Over half of ANA's 45 million domestic passengers now buy tickets online, using personal computers or mobile phones. Passengers can also use phones with radio frequency (RF) chips to check in at self-service kiosks. If their mobiles aren't RF-equipped, passengers can check in using the 2D barcode from their e-mail receipt.

ANA made checking in even easier in July with the introduction of its "SKIP system" at major Japanese airports, allowing customers with RF-equipped mobiles to bypass the kiosk and go straight to the security queue, where they can tap their phone on a machine to confirm they are ticketed. Once at the gate a device on the boarding pass reader again verifies their status using RF technology. The 100% paperless solution is possible because Japan does not require identity checks for domestic travel.
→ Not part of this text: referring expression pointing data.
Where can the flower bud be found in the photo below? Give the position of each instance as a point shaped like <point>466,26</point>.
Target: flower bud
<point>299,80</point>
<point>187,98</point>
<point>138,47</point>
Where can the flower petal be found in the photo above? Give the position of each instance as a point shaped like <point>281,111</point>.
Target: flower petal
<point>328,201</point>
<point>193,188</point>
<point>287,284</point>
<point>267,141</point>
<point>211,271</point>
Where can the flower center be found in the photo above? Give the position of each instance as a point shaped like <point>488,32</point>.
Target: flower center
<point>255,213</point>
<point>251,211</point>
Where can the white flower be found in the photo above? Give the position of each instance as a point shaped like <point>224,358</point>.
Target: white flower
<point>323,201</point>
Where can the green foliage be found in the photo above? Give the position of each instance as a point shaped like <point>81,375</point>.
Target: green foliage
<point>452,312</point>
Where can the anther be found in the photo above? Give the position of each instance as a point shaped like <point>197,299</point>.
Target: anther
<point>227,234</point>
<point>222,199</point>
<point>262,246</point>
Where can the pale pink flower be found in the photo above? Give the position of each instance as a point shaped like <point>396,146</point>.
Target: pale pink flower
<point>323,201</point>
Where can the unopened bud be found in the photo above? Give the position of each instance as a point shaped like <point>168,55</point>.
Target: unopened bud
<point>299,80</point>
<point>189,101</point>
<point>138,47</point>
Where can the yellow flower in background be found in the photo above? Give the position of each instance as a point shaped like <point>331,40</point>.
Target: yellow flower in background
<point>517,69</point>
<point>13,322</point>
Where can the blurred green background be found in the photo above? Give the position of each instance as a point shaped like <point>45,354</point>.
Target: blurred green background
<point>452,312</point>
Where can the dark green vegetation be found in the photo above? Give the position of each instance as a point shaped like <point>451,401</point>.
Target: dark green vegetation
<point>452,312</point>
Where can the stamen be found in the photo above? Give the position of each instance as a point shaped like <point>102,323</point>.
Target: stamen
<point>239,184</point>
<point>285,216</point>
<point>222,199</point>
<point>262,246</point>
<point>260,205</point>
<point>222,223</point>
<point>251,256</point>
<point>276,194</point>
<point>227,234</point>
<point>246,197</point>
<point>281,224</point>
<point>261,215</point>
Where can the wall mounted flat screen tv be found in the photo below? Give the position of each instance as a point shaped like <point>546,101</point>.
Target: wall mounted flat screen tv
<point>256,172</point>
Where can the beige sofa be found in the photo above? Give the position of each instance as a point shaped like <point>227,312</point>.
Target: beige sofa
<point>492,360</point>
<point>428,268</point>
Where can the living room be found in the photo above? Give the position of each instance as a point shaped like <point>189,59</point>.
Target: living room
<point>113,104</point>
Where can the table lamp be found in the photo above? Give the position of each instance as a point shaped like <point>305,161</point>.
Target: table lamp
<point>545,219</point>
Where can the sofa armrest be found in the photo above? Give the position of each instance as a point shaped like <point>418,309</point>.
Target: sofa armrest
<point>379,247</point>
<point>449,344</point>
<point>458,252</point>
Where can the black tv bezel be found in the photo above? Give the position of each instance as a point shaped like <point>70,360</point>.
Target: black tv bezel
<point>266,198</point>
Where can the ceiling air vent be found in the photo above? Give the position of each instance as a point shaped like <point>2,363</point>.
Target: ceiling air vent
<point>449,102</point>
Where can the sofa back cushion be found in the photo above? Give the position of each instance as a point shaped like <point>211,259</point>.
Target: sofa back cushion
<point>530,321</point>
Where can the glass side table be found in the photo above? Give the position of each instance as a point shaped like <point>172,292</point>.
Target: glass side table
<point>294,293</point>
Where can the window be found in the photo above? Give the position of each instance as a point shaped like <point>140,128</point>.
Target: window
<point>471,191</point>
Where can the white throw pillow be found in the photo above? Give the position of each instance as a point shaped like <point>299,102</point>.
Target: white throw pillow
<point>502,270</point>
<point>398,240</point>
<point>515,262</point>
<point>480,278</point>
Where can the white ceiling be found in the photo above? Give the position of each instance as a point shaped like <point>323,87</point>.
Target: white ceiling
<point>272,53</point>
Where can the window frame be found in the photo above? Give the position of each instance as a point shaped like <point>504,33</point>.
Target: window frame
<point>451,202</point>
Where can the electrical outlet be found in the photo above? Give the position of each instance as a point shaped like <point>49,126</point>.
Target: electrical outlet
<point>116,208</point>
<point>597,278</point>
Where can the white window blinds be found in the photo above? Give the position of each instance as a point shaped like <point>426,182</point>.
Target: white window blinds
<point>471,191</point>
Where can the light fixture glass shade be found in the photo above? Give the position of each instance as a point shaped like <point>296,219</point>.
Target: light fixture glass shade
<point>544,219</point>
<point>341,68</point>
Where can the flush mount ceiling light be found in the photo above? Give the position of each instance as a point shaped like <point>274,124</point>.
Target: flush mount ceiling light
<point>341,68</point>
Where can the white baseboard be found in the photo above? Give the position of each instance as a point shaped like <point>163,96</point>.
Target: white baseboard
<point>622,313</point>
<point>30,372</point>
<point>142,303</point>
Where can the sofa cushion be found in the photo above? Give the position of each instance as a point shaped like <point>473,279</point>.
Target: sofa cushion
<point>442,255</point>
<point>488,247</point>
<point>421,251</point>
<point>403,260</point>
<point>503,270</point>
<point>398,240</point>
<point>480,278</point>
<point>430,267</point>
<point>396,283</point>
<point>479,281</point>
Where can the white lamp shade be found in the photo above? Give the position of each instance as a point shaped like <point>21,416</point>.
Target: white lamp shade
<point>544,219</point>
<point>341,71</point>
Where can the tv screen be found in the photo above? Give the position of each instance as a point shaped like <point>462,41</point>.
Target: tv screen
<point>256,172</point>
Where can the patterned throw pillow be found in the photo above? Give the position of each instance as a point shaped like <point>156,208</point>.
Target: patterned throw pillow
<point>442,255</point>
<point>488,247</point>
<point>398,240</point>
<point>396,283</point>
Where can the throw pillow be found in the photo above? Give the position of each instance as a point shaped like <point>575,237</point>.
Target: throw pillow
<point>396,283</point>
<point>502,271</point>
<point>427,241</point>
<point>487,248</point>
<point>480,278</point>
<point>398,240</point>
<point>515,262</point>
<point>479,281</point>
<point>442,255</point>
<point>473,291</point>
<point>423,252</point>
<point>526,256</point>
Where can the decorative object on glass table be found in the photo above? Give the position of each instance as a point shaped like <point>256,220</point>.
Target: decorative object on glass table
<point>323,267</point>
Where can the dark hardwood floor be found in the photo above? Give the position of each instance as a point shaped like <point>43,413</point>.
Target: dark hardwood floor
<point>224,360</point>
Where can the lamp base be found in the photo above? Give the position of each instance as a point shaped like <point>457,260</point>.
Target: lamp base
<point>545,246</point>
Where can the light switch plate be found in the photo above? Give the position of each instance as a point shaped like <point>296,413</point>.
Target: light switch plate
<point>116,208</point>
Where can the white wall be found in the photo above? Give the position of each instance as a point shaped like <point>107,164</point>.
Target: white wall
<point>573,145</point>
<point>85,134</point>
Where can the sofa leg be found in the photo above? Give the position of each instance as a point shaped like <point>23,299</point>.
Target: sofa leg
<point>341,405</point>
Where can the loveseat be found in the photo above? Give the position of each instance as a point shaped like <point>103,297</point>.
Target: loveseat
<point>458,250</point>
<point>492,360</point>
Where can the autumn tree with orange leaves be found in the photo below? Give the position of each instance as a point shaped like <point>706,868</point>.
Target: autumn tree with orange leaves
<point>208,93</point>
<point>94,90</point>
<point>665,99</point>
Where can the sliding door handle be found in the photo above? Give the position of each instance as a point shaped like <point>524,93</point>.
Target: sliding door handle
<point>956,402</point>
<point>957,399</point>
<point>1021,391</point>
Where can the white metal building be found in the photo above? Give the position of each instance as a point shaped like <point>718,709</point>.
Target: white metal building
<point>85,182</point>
Frequent flyers are now being issued ANA Mileage Club cards with RF chips, allowing them to also use this new technology. RF technology threatens to make check-in kiosks obsolete but ANA is not ready to take down any of its 137 domestic kiosks spread across 46 airports and is pioneering a Star Alliance project for common-use kiosks at international hubs. Narita airport's newly expanded Terminal 1 has 126 common-use kiosks, installed by ANA but used by three other Star carriers. Within a year they will be used by another six.

ANA, which spends $289 million annually on IT, has developed systems for fleet assignments and gauging demand on new routes. It was the first Asian carrier to offer Connexion by Boeing and 25 passengers per flight are now using the internet service, available on all flights to the US mainland and Paris. "We'd like to roll it across the whole long-haul fleet," Kitabayashi says.

All the technology is designed to bring an "e-smile" to the face of passengers, in line with ANA's overall "sunflower project" strategy of providing a friendly and cheerful service that is simple and convenient, or "kantan and benri" in Japanese. "You can do everything from where you are. It makes it a lot easier once you're at the airport," says Kitabayashi.